For those who, with Marshall McLuhan, have been prophesying a "global village" in which national boundaries have less and less economic and social significance, the last decade must seem perplexing, to say the least. Integration and disintegration have been conducting an indecisive battle in two dozen battlefields all over the world. The rise of an aggressive regional nationalism in Eastern Europe and Central Asia has been coupled with a growing sense of unity in Western Europe and North America.
Should economists be in favor of centripetal forces and support greater and greater centralization? To be sure, the opinion of intellectuals and college professors probably means little to Slobodan Milosevic or Margaret Thatcher (to name two of the more visible of the centrifugal camp) or their more internationally inclined opponents, such as Jacques Delors or George Bush. But in the very long run, the thoughts of ivory tower academic economists have had political influence beyond their wildest dreams: Adam Smith, for one, strongly believed in the folly of mercantilist policies that saw the state as the unit whose welfare should be central to economic policy. He pointed out that it was the consumption of the individual that counted. In order to achieve the most consumption for the most individuals, Smith taught, free trade was essential.
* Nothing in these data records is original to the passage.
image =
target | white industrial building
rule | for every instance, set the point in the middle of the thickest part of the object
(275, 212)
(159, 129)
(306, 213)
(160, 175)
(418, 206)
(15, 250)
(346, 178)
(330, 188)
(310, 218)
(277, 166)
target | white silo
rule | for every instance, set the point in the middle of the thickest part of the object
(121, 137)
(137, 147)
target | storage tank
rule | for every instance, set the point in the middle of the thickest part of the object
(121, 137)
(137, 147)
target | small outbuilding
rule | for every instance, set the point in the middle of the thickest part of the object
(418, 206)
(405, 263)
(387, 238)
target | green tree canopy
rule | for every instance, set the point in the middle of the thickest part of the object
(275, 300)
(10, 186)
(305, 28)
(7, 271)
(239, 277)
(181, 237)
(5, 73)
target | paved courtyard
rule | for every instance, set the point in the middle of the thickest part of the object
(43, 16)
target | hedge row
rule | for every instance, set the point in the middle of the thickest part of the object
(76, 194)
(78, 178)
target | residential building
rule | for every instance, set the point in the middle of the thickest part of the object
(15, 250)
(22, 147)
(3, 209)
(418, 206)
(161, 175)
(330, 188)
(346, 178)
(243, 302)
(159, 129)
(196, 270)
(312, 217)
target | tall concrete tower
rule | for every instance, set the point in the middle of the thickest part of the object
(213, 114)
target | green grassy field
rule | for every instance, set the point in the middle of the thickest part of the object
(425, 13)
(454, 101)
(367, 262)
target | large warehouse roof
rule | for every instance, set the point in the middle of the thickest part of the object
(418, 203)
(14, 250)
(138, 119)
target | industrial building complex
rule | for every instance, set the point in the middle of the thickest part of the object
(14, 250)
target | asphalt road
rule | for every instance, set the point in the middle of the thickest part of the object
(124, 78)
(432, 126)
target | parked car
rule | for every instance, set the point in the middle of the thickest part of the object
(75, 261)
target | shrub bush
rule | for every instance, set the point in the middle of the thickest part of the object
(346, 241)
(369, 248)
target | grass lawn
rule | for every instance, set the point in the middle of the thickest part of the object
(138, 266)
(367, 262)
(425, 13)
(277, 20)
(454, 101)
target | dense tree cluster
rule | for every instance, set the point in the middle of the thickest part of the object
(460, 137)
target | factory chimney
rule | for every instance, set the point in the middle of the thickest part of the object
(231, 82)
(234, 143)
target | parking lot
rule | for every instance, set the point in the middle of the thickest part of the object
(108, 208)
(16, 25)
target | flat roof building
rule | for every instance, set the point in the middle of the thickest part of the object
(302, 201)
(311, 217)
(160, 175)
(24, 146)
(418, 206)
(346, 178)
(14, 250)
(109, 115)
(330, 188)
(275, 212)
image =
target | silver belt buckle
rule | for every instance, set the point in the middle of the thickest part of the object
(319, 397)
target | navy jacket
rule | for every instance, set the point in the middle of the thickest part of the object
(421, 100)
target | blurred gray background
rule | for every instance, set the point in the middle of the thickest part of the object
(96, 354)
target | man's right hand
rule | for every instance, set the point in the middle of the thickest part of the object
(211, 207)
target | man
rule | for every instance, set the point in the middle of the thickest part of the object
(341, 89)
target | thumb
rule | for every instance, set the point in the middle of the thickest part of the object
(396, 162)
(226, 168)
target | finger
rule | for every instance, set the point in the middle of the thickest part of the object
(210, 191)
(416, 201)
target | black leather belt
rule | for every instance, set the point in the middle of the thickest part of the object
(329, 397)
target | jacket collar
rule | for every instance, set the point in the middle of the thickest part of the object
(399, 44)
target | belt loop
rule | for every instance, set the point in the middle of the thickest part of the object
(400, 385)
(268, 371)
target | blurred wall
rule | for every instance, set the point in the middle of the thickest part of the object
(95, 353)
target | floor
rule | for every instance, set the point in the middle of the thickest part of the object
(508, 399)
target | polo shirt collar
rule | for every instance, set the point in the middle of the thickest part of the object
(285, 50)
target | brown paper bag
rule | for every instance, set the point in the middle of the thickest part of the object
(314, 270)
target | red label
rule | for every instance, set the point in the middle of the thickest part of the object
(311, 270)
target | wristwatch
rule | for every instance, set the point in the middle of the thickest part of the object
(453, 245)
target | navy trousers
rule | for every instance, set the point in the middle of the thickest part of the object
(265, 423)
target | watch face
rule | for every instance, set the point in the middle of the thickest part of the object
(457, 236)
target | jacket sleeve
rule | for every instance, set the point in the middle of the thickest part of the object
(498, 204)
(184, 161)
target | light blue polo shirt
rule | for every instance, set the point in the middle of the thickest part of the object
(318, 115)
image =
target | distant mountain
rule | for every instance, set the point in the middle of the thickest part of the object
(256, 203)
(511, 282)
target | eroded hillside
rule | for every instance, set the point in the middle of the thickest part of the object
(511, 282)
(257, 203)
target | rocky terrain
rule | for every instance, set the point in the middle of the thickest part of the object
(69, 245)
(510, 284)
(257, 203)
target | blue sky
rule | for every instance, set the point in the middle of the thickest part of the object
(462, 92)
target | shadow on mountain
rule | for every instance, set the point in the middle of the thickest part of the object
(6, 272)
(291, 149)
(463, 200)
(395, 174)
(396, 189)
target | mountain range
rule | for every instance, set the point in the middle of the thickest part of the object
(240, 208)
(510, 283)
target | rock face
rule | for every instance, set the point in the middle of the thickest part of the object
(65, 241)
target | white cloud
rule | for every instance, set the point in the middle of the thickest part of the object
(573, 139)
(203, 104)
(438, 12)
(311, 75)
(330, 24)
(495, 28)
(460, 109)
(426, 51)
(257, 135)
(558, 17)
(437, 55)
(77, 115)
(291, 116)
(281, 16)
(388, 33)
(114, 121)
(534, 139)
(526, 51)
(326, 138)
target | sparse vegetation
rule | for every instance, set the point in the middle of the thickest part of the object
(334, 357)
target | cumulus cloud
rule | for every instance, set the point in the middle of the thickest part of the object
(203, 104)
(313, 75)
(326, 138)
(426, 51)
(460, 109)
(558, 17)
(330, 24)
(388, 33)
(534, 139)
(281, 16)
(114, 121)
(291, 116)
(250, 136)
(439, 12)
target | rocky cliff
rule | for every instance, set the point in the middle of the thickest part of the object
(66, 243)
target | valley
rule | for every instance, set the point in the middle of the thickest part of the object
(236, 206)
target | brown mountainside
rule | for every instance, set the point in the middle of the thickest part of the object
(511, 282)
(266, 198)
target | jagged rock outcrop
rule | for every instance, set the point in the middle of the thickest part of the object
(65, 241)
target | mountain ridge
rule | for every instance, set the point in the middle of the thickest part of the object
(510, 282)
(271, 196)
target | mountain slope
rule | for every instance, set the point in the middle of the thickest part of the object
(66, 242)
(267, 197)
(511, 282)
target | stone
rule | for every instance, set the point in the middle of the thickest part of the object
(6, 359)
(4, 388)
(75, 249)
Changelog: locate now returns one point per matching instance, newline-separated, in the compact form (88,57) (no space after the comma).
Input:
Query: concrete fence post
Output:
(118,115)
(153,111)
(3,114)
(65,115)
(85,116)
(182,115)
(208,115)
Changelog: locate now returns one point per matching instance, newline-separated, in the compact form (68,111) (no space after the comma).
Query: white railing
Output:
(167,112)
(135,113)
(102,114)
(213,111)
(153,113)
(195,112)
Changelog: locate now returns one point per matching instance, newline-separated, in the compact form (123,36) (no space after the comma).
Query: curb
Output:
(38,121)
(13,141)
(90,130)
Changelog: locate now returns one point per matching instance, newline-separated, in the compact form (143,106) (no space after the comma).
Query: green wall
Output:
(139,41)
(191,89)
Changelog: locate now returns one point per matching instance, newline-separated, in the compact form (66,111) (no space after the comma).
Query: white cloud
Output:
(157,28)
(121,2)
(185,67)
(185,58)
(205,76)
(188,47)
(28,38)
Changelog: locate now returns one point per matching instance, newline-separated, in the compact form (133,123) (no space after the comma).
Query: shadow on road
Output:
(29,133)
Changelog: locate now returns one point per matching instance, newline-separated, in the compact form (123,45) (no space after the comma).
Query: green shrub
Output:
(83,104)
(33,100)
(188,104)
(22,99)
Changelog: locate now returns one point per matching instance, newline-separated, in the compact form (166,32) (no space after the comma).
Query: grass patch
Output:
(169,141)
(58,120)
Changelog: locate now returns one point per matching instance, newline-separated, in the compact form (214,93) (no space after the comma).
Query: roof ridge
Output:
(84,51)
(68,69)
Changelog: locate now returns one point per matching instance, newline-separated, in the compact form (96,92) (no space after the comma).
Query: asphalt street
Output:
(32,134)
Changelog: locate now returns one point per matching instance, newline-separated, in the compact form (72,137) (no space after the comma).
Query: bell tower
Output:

Modern economists, on the whole, still believe that Smith's insight was right. The vast majority of them would subscribe to the common-sense view that when Serbs try to do as well as they can for Serbia while Croatia does as well as it can for Croats, both Serbs and Croats will be worse off than if they maximize some joint objective and cooperate. The most obvious reason for this is that nationalism at times leads to war, which leaves everyone worse off. But even without war, single, small countries with closed boundaries tend to do less well than large, integrated economies. Open borders and trade allow specialization and thus make all trading nations wealthier, a statement that has been axiomatic to economics for more than two centuries.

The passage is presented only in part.